11.20.2011

SMALL WORLD

There are plenty of games out there where you have to conquer the world -- but how many involve giving up and starting over as part of the path to victory? Small World, from Days of Wonder, beautifully expands on a Risk-type setting to create many options for victory in a world where there just isn't enough room for all the races. The goal of Small World is to earn the most victory points by the last round of play. At the start, players select a race and special power combination. There are 14 races and 20 special powers, and they are combined randomly and laid out in six rows. Each race has its own unique ability (for example, Dwarves get a bonus victory point for occupying a mine, Tritons need one less token to attack a coastal area), each special power is unique (Flying lets you attack anywhere, while Heroic lets you make two areas immune to enemy attacks and abilities), and adding the numbers on the race and power tell you how many tokens you get. You have to put a victory point token on each race-special power above the one you select, so the top one is free but picking the one on the fifth row will cost you four victory points (which other players get when selecting one of those race-special powers). Then it's on to combat!


Combat is pretty simple. Your first attack has to be from the edge of the board or adjacent to a coast. It takes two tokens to conquer a terriroty, plus one token for each Encampment, Troll Lair, Fortress, and Mountain in a territory, plus one token for each enemy token. If you defeat an enemy, the minimum number of your tokens used for the conquest are put in the territory, while one opponent token that was there is discarded, while the rest (if any) get moved to their other territories at the end of the turn. You can make more attacks, as long as you have the tokens to do them, to any territory adjacent to one you control. As your final conquest, you can try for a conquest you normally couldn't make by rolling a special six-sided die (with three blank sides, and a 1, 2, and 3 on the other sided) and subtracting the result from what you'd need to conquer. You then get to move your tokens onto any territories you control, you score a victory point for each territory you control (plus possible points from your race and/or special power), and then it's the next person's turn.
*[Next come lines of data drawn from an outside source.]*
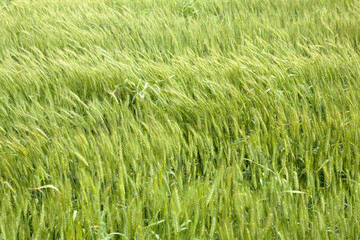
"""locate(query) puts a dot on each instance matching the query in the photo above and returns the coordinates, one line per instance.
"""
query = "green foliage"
(234, 119)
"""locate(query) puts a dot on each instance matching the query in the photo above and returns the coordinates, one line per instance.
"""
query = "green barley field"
(159, 119)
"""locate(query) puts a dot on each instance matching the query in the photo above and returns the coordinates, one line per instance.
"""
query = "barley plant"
(158, 119)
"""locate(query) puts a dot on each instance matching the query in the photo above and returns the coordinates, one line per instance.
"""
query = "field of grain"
(158, 119)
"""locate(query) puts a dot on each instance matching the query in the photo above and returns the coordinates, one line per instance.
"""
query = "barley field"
(158, 119)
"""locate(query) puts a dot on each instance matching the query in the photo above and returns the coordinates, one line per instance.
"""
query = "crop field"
(159, 119)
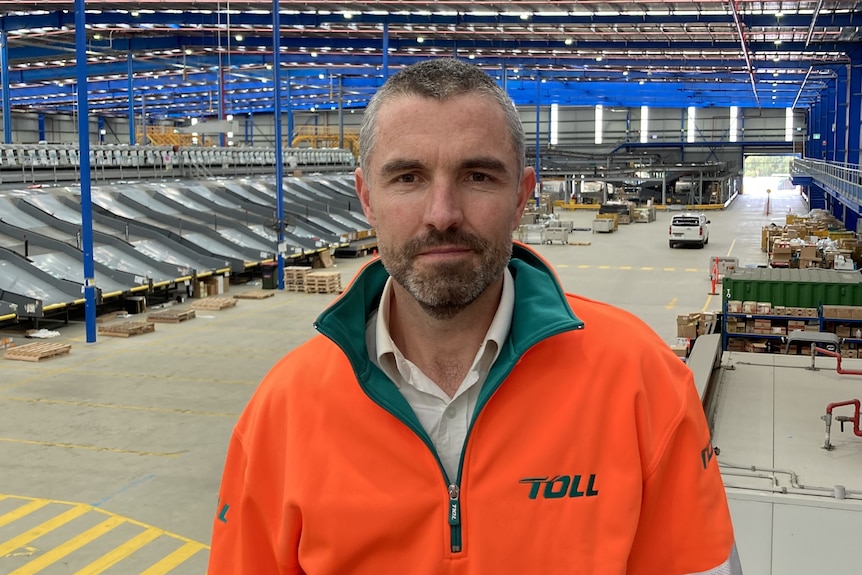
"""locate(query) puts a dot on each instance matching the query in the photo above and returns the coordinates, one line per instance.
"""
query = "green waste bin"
(270, 276)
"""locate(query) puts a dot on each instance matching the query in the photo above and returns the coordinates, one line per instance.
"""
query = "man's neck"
(444, 349)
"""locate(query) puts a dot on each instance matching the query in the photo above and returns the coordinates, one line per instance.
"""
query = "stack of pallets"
(214, 303)
(37, 351)
(254, 294)
(323, 282)
(171, 315)
(294, 277)
(127, 328)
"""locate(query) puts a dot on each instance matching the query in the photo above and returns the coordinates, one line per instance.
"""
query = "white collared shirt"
(445, 419)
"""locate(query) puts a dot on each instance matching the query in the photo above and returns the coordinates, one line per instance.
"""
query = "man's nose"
(444, 208)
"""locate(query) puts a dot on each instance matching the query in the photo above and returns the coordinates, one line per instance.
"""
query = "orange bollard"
(714, 277)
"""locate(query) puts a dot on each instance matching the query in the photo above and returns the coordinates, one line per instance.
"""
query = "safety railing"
(843, 179)
(36, 163)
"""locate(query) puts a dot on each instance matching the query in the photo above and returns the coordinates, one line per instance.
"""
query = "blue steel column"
(831, 112)
(4, 65)
(825, 130)
(84, 155)
(811, 121)
(279, 151)
(385, 51)
(538, 134)
(289, 109)
(221, 96)
(854, 104)
(841, 115)
(131, 73)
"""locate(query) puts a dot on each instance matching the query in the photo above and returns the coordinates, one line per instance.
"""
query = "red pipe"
(856, 404)
(837, 356)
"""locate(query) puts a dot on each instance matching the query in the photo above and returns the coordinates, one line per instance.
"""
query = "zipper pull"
(454, 505)
(455, 517)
But you don't get new tokens (unless that's your race's special power), so sooner or later you'll want to start over -- and you can! Instead of attacking, you can send your race into decline: Each territory you hold goes down to one token, you lose any race and special power abilities, and you score one point per territory; you also discard any tokens from a previous in-decline race if you had one. (A few races and special powers operate while in decline, but very few.) On your next turn, you pick a new race and special power combo, and you re-enter the fray!
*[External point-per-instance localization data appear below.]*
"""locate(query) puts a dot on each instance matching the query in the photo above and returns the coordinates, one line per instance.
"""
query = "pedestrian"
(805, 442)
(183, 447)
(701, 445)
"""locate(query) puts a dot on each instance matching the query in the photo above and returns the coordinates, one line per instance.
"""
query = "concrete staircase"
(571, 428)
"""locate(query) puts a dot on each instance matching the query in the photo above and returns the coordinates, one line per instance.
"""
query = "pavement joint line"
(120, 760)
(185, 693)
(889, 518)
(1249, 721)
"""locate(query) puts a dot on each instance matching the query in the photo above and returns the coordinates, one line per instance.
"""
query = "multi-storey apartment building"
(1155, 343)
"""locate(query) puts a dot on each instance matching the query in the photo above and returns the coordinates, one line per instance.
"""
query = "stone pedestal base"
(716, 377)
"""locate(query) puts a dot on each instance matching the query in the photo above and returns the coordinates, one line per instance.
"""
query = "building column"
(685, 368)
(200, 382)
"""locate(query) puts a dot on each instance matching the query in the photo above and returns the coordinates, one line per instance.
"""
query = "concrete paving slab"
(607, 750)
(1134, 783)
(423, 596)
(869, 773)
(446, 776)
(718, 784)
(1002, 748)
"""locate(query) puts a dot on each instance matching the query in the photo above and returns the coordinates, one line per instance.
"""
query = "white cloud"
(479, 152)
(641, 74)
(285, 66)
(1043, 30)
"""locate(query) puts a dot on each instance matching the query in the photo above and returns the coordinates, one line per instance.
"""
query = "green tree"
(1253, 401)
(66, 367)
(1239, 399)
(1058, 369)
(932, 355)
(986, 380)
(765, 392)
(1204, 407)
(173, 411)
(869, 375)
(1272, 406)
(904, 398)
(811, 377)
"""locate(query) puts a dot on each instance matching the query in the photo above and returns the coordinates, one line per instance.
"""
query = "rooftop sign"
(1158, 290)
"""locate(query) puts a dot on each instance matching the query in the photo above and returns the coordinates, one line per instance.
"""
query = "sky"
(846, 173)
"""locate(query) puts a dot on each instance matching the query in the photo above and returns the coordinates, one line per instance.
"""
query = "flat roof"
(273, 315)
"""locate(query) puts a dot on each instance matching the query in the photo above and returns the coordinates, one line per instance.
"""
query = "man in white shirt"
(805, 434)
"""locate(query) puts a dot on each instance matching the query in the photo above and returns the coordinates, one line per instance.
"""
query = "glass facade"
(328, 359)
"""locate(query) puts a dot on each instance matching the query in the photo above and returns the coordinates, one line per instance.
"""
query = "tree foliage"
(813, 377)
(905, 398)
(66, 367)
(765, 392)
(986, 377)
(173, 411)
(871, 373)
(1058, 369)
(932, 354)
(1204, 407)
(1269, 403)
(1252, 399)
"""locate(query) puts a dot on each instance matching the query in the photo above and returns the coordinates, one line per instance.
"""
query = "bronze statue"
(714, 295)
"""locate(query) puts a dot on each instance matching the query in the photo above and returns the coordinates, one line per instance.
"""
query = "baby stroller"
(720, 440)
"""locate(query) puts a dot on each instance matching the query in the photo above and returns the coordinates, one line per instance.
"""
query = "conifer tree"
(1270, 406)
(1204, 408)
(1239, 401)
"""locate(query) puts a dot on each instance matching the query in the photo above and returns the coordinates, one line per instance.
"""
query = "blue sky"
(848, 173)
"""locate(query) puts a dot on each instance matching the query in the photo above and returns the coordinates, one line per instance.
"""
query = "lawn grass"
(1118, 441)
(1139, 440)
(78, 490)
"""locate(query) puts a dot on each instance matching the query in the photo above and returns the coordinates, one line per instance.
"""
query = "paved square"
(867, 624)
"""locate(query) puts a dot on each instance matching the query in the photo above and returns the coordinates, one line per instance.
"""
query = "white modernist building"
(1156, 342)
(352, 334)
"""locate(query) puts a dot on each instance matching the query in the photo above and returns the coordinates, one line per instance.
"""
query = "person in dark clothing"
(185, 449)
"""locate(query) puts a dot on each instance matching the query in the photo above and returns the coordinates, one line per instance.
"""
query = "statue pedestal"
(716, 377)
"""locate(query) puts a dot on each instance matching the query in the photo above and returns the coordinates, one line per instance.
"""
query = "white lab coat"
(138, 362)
Small World is a very impressive game. There's a terrific combination of randomness and skill that keeps any one strategy or one combination from always providing victory; and the limited die-rolling adds a small element of chance that won't make or break a strategy. There's a nice sense of humor to the game, from the flower-sniffing Elves to the Hobbits' warning sign, and the mix of races and special powers makes for a funny game: One game featured Diplomat Skeletons, Alchemist Trolls, and Seafaring Ratmen. Knowing when to do into decline can be the key to victory (or defeat), as can being willing to pay more for a certain race-special power combo. And the board (has to be said) is a small world after all, with a fairly limited number of territories resulting in fierce combat and fairly quick games.


Small World is a great blend of strategy and chance, humor and planning, and it's a place worth checking out -- and conquering.